Generation Orientierungslos: Neue Zahlen zeigen, warum der Fachkräftemangel schon in der Schulzeit beginnt
Wir sprechen viel über den Fachkräftemangel – doch meistens erst dann, wenn er bereits spürbar wird: Wenn Stellen unbesetzt bleiben, Ausbildungsplätze leer laufen und Unternehmen keine passenden Talente finden. Was dabei übersehen wird: Der wahre Ursprung liegt viel früher...
Er beginnt dort, wo junge Menschen eigentlich Orientierung bräuchten – im Übergang von Schule zu Beruf.
In der repräsentativen Studie „Ready, Set, Work!“, die ich gemeinsam mit dem Marktforschungsinstitut Appinio durchgeführt habe (N=1.000, Alter 16–24), zeigt sich ein klares Bild:
60,3 % fühlen sich vom Staat nicht ausreichend unterstützt beim Berufseinstieg
45,7 % sagen, die Schule habe sie kaum vorbereitet
67,2 % wünschen sich mehr Unterstützung ab der 8. Klasse
Was wir hier sehen, ist nicht bloß ein Orientierungsproblem – es ist der früheste Kipppunkt des Fachkräftemangels.
Ein Bildungssystem, das jahrelang an der Lebensrealität vorbeilehrt, lässt junge Menschen ratlos zurück. Und so verlieren wir Wirtschaftskraft und Innovationspotenzial, noch bevor es je entstehen kann.
Zwischen Schulbank und Arbeitsmarkt: Die Lücke wächst
Als Dozentin für Future of Work & Organizational Psychology, New Work-Autorin und Host eines Wirtschaftspodcasts bin ich im ständigen Austausch mit Studierenden, HR-Verantwortlichen und Unternehmen. Ich sehe jeden Tag: Unternehmen suchen Talente.
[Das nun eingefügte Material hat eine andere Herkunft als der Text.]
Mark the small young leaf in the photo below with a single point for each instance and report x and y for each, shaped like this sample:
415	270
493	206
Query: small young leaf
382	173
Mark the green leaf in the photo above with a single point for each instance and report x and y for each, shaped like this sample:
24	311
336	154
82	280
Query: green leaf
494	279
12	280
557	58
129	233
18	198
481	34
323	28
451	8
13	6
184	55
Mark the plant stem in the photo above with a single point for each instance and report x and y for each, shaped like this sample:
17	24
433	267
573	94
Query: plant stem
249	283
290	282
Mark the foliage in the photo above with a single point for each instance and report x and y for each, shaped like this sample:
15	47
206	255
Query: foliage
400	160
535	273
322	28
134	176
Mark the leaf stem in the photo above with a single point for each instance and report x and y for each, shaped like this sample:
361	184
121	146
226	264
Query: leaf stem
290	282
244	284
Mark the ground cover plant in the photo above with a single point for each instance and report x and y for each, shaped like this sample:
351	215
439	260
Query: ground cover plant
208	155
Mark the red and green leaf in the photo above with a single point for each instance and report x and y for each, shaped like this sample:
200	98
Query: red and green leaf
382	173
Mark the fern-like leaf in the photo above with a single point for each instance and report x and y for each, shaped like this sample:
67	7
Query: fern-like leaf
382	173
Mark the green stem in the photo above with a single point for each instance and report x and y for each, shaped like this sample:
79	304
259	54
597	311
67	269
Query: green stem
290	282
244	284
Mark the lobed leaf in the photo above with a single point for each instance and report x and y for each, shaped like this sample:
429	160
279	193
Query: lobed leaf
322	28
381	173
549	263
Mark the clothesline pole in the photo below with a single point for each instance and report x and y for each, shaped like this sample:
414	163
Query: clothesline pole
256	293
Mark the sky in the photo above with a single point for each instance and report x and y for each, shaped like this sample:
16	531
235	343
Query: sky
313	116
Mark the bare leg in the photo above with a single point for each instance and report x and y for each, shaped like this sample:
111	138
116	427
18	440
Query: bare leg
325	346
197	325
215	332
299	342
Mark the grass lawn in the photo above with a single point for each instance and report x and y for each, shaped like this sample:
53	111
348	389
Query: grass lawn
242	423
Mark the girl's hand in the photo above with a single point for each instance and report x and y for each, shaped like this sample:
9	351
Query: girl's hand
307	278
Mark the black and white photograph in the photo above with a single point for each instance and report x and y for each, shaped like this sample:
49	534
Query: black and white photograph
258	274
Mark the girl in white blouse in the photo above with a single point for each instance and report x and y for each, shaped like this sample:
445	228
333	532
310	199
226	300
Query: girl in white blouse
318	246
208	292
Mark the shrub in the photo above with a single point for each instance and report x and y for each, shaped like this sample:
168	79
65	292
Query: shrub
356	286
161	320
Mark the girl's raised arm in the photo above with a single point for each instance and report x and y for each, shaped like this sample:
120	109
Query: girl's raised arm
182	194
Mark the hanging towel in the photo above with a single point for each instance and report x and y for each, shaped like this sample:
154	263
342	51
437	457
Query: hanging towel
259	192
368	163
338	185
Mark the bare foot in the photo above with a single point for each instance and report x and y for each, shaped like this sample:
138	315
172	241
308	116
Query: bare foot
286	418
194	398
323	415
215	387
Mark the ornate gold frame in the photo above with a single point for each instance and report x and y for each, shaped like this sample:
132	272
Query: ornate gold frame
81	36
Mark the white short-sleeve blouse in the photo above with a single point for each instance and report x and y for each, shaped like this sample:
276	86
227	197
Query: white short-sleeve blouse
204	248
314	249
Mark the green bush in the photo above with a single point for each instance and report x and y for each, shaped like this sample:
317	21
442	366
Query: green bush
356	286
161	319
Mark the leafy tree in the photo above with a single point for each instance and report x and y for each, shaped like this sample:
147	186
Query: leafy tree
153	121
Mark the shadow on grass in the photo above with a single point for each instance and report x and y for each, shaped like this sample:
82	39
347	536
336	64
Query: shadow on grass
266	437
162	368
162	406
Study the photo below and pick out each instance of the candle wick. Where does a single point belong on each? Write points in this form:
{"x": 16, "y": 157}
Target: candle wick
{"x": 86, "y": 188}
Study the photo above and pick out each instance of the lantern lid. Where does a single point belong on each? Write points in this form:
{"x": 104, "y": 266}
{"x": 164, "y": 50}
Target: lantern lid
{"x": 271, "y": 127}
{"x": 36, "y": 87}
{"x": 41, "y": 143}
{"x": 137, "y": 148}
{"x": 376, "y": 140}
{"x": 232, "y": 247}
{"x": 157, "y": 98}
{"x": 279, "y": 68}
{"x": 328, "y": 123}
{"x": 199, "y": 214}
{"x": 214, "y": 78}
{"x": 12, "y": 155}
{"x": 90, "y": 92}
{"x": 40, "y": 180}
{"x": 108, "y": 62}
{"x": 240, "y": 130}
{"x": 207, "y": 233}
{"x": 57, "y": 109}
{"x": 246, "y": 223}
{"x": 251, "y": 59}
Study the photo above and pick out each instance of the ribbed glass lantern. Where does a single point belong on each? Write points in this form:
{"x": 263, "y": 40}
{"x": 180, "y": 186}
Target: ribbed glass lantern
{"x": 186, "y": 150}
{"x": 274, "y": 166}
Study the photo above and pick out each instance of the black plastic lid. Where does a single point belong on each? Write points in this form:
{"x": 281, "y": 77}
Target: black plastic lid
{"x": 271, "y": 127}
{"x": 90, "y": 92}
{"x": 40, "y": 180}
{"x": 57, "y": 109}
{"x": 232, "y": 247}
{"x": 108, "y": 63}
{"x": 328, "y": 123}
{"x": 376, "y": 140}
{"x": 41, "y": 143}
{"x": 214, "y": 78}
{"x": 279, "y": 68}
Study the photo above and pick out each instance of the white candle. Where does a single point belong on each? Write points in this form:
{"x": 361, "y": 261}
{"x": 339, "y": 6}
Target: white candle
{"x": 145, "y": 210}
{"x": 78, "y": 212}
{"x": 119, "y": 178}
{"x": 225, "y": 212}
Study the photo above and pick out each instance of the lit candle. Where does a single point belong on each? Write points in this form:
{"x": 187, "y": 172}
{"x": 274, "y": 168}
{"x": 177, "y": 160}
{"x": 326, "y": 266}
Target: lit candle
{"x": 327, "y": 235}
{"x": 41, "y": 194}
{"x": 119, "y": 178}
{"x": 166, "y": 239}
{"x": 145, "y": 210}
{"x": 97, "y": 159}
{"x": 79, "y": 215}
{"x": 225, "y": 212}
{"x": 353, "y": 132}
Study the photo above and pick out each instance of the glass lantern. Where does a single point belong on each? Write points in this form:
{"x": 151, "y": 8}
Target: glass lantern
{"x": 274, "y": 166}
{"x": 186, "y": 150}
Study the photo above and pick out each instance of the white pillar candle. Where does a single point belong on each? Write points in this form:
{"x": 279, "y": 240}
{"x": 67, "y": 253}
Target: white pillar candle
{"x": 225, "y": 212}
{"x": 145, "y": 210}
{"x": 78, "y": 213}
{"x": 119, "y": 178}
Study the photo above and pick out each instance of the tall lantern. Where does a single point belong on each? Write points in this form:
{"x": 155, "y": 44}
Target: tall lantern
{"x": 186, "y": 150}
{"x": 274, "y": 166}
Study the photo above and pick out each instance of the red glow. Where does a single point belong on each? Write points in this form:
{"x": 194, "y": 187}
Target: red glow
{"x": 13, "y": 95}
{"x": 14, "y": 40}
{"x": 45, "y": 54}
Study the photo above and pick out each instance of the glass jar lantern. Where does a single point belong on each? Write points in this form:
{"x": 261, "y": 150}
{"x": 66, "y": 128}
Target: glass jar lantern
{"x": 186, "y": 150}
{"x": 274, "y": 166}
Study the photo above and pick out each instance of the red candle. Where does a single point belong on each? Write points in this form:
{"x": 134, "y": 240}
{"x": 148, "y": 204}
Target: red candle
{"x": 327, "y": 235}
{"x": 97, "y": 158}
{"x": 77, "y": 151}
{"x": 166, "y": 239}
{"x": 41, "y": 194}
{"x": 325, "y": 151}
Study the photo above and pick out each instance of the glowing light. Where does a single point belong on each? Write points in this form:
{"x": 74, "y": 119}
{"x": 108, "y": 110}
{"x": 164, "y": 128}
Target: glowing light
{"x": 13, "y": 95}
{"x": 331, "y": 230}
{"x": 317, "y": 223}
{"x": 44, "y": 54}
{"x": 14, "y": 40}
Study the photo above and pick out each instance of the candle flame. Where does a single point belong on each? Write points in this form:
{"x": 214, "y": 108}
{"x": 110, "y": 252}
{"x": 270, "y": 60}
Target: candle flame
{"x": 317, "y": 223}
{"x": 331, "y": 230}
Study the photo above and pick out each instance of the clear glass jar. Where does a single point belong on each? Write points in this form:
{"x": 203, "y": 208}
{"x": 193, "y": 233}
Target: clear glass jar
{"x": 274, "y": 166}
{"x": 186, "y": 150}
Aber Talente wissen oft nicht, wonach sie überhaupt suchen sollen.
In einer Welt, in der sich Arbeit schneller verändert als Lehrpläne, braucht es neue Wege, um junge Menschen nicht nur zu qualifizieren – sondern zu ermutigen, ihren Weg zu finden.
Was jetzt passieren muss: 4 Handlungsempfehlungen
Der Staat muss praxisnah fördern.
Förderprogramme, Beratungsangebote und bezahlte Praktika müssen sichtbarer, niederschwelliger und unabhängig vom sozialen Hintergrund zugänglich sein. Die Ausbildungszeit darf kein finanzielles Risiko sein.Schulen und Unternehmen müssen enger kooperieren.
Praxisphasen, Pflichtpraktika und finanzielle Bildung im Unterricht sind essenziell. Junge Menschen brauchen nicht nur Algebra – sie brauchen auch Antworten auf Fragen wie: Was verdiene ich? Was kostet das Leben? Was ist ein Vertrag?Eltern sind wichtige Wegbegleiter.
Durch Gespräche über berufliche Perspektiven, Unterstützung bei Praktika und echtes Interesse können Eltern entscheidend dazu beitragen, dass junge Menschen ihren Weg selbstbewusst gehen – ohne Druck, aber mit Rückhalt.Unternehmen müssen früh aktiv werden.
Wer junge Talente gewinnen will, braucht flexible Modelle, transparente Gehaltsstrukturen und echte Entwicklungspfade. Mentoring, Praxiseinblicke und Orientierung sind heute genauso wichtig wie das Gehalt von morgen.
Warum das Thema jetzt auf den Tisch gehört
Die Zukunft der Arbeit beginnt nicht im ersten Arbeitsvertrag, sondern in der Schulzeit. Wer dort nicht ansetzt, bekämpft den Fachkräftemangel zu spät.
Und wer junge Menschen nicht mitnimmt, wird sie auch nicht langfristig binden.
Jetzt ist die Zeit, Bildung, Wirtschaft und Gesellschaft anders zu denken – nicht als getrennte Systeme, sondern als gemeinsame Verantwortung.